British Prime Minister Keir Starmer, his Chancellor Rachel Reeves and the entire new Labor government together received their well-deserved share of discontent on Thursday morning, October 31, in “certain newspapers”, and indirectly from the richest taxpayers .
The day before, Chancellor Reeves announced future tax increases in the United Kingdom. The draft budget presented on Wednesday calls for more than £40 billion in additional revenue each year through increases in taxes and contributions.
Rachel Reeves, who presented the new Labor government’s first budget proposal in the British House of Commons following the upcoming parliamentary elections in July, said that the seriousness of the public finance situation inherited from the previous Conservative government should not be underestimated.
Shortly after the election, Chancellor-designate Reeves announced that the Conservatives, who had gone into opposition after 14 years in power, had left more than £22 billion of unfunded public funds in the public purse and that it would be necessary significantly increase income for the balance sheet.
Wednesday’s draft budget, anticipated by markets and London think tanks, calls for an average annual increase in taxes and contributions of £41.1 billion over the forecast period to 2029/2030.
The biggest element of the package to boost Treasury revenue was a 1.2 percentage point increase in social security payments paid to the National Insurance Scheme (NICS) by employers. In effect, Reeves simply reversed the “unfunded” 2% cut to Workers’ National Insurance that was introduced by the Conservatives.
This measure alone is expected to generate £25 billion in additional annual revenue for the Labor government in the next financial year, which begins in April 2025.
Under Reeves’ program, the tax on profits from the sale of securities will increase from 20 to 24%, while the excise tax on tobacco products will increase 2 percentage points above the current inflation rate.
UK Prime Minister Sir Keir Starmer has repeatedly said “painful” measures will be needed in the next budget to close the tens of billions of pounds funding gap inherited from the Conservative Party government.
The UK’s public debt to gross domestic product (GDP) ratio is now approaching 100%, according to the latest figures from the UK Office for Statistics (ONS).
The ONS highlighted that the last time the debt burden in the public finance sector was at similar levels was in the early 1960s.
The Office for Budget Responsibility (OBR), which produces official macroeconomic and public finance forecasts for the British government, recently produced a modeling study suggesting that, unless there is a significant adjustment in public finance policy, the The government’s ratio of UK debt to GDP will rise to 274% by the end of the decade and more than 300% thereafter.
During the last election campaign, Labor, as always, denied raising taxes.
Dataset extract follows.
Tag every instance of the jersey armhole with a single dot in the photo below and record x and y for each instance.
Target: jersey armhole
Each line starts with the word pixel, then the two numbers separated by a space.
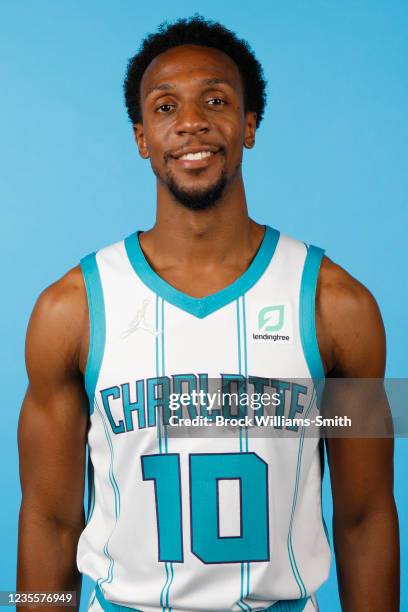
pixel 97 328
pixel 307 316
However, the accounting reports turned out to be worse than they thought; This became a softening argument for Labor when they decided to do something drastic: increase taxes.
In fact, the Labor Party is going to do exactly the opposite of what was envisaged in the Prime Minister’s infamous mini-budget on public finances. Liz Truss and his chancellor Kwasi Kwartenga Two years ago. His tax reduction program led to the lightning fall of the Truss cabinet.
As is known, Truss and Kwarteng then rejected an offer from the Office for Budget Responsibility (OBR) to produce a financial forecast, and Truss later even decided that the OBR proposal was part of a “deep state” plot against her mandate as prime minister.
This time the OBR carried out a comprehensive 10-week audit of both the public finances and all of Reeves’ planned tax and spending policies. Due to this, the preliminary budget preparation schedule was extended for almost three months.
Business leaders believe they can handle the tax increases, but lingering uncertainty over government decisions has begun to weaken economic sentiment. Some in business circles believe that after three years of continuous crises, the opportunity to take advantage of the crucial summer period, when a new stable government emerged and interest rates finally fell, has now been lost.
A new monetary policy with lower interest rates and higher taxes, plus borrowing restrictions, appears to be the new normal for UK financial policy.
The downside to Reeves’ planned tax increases would be relief for struggling users of many government services. Labor hopes it will bring calm to financial markets so they can embark on a long-term investment program in the UK’s economic future. This is already a socioeconomic strategy.
Chancellor Reeves defines austerity as real cuts across all government departments. A new rule regulating the attraction of borrowed funds exclusively for investments – the so-called. The “investment rule” will replace the previous “debt rule.” This means that under the Labor Party, all day-to-day public spending, welfare and interest payments will have to be funded by tax revenue over a period of time. Loans will be made only for investments.
According to Reeves, this rule will collectively determine not only the current budget, but also future budgets, influencing every shilling and penny the British government spends.